Forecasting Daily Steel Rebar Prices for Smarter Purchasing Decisions Part 1

Introduction

In this project I set myself a very practical goal: build a daily forecasting model for steel rebar prices and turn it into a reproducible, end-to-end workflow that I can run in Python and later expose through an API. Steel is a core input for construction and infrastructure, and even small moves in its price can have a meaningful impact on margins, purchasing decisions, and cash-flow planning. Instead of treating prices as something “given by the market”, I wanted to see how far I could go using public market data and a simple, transparent machine learning model.

Because I do not have direct access to a proprietary steel rebar price index, I use a liquid market proxy: the SLX ETF (SPDR S&P Metals & Mining) available on Yahoo Finance. The idea is not to perfectly match any specific local rebar contract, but to capture the broader dynamics of the global steel and metals cycle. In this notebook I will document every step: from downloading the historical data, to transforming it into a clean daily time series, to training and evaluating the model.

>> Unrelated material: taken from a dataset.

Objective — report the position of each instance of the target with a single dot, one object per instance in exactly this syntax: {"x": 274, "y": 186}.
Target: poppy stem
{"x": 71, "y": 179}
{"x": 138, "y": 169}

The workflow is intentionally straightforward. First, I pull historical prices from Yahoo Finance using Python, and I store them in a CSV file that becomes the raw dataset for the project. Then I enrich this series with additional features that are commonly useful for time-series forecasting: lagged prices (1, 7 and 30 days), rolling averages over 7 and 30 days, and simple calendar variables such as day of week and month. After cleaning the data and ensuring consistent daily frequency, I split the history into a training and a test window, and I fit a Random Forest regressor to predict the next-day closing price.

Throughout the notebook I will walk through each step as if I were explaining it to a teammate: how the data is obtained, how it is transformed, why each feature is created, how the model is evaluated, and how the final artifact (the trained model) can be reused in an application that answers a very concrete question: “What is the expected price of steel rebar tomorrow?”

Data Source & Downloading Process

Understanding the historical behavior of a commodity price is the backbone of any forecasting project, and this one is no exception. Since I do not have access to a proprietary steel rebar index, I rely on a high-quality public proxy: the SLX ETF (SPDR S&P Metals & Mining) available on Yahoo Finance. SLX tracks a diversified basket of global steel and mining companies, which makes it a reasonable approximation of the broader dynamics that drive steel markets. It is not a perfect substitute for any specific regional rebar price, but it captures the direction, volatility, and medium-term cycles of the industry, precisely what I need for a machine learning model built around trend and momentum features.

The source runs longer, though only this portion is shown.